Update: Google responded to our request for comment by saying that 8K video has been supported since 2010, but that labeling for 8K video (the 4320p/8K quality setting like pictured above) was added “earlier this year.” We’re not sure how long ago they really mean, but a simple search on Reddit shows threads about the new label surfacing just over the past few days (Marques Brownlee also noticed it today), so there’s reason to believe it was a recent change.

It may seem a bit excessive to most of us, but it seems that playback of 4320p, 8K video is now possible on YouTube. The playback works in Chrome (although most consumers can barely play 4K at 60fps as it is), but YouTube doesn’t have any official announcement yet mentioning 8K video playback support…

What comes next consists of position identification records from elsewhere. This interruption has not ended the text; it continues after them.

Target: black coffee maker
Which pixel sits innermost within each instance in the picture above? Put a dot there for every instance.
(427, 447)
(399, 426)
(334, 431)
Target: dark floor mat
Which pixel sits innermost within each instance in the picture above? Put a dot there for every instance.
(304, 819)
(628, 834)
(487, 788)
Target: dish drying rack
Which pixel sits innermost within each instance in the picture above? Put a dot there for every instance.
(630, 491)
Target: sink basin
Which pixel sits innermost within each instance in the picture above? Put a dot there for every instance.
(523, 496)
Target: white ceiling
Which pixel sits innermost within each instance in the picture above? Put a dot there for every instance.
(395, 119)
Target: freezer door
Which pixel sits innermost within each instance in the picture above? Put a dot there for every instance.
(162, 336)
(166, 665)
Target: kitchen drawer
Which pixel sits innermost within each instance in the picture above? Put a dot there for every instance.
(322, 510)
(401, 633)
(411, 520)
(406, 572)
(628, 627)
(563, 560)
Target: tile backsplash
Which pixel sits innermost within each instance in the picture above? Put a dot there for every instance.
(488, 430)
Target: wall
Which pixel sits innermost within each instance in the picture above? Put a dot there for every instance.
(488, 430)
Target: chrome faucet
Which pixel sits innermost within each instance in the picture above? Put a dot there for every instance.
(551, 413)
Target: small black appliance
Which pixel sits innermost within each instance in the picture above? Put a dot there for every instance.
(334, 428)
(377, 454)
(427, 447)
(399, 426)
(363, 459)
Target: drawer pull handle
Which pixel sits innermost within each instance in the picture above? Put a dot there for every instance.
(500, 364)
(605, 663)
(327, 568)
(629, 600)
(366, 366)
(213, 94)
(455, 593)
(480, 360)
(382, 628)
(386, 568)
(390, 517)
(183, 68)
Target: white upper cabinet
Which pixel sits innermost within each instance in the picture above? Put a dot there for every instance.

The video above, called “Ghost Towns” and uploaded just yesterday, was filmed on a RED Epic Dragon 6K in portrait orientation and then stitched together in Adobe After Effects. To meet the 7.6K standard, some shots were simply scaled up by 125% from 6.1K. There are only a handful of 8K cameras available, and even still most won’t even arrive in the hands of customers until late 2015. Here are four of them:

  • AH-4800, a camera capable of recording in 8k resolution. Unveiled by Astro Design on April 6, 2013.
  • RED 8K Weapon Vista Vision arrives at the end of 2015, sporting an 8192×4320 that shoots 8K at 60 fps in full-sensor mode, or at up to 75 fps in a scope (2.40:1) frame format. Unveiled at the National Association of Broadcasters 2015.
  • Ikegami SHK-810 8K UHDTV camera. Unveiled at the National Association of Broadcasters 2015.
  • Hitachi SK-UHD8060. Unveiled at the National Association of Broadcasters 2015.

When it comes to resolution and the ability of consumers to play high-resolution content like this at a high enough frame-rate to be watchable, YouTube faces a chicken and egg problem. Without 8K content, there’s less incentive to buy hardware which supports the playback of it, and without hardware that supports 8K video there’s less incentive to produce and share it. Also keep in mind that to completely remove the pixelation effect from virtual reality video, screen resolution will likely have to go far beyond the resolution of 4K. And we all know how interested Google is in VR.

It’s very possible that this is the first time we’re seeing 8K video playable on YouTube simply because, as mentioned, there aren’t many cameras capable of shooting in that resolution. We’re waiting to hear back from Google on a request for comment.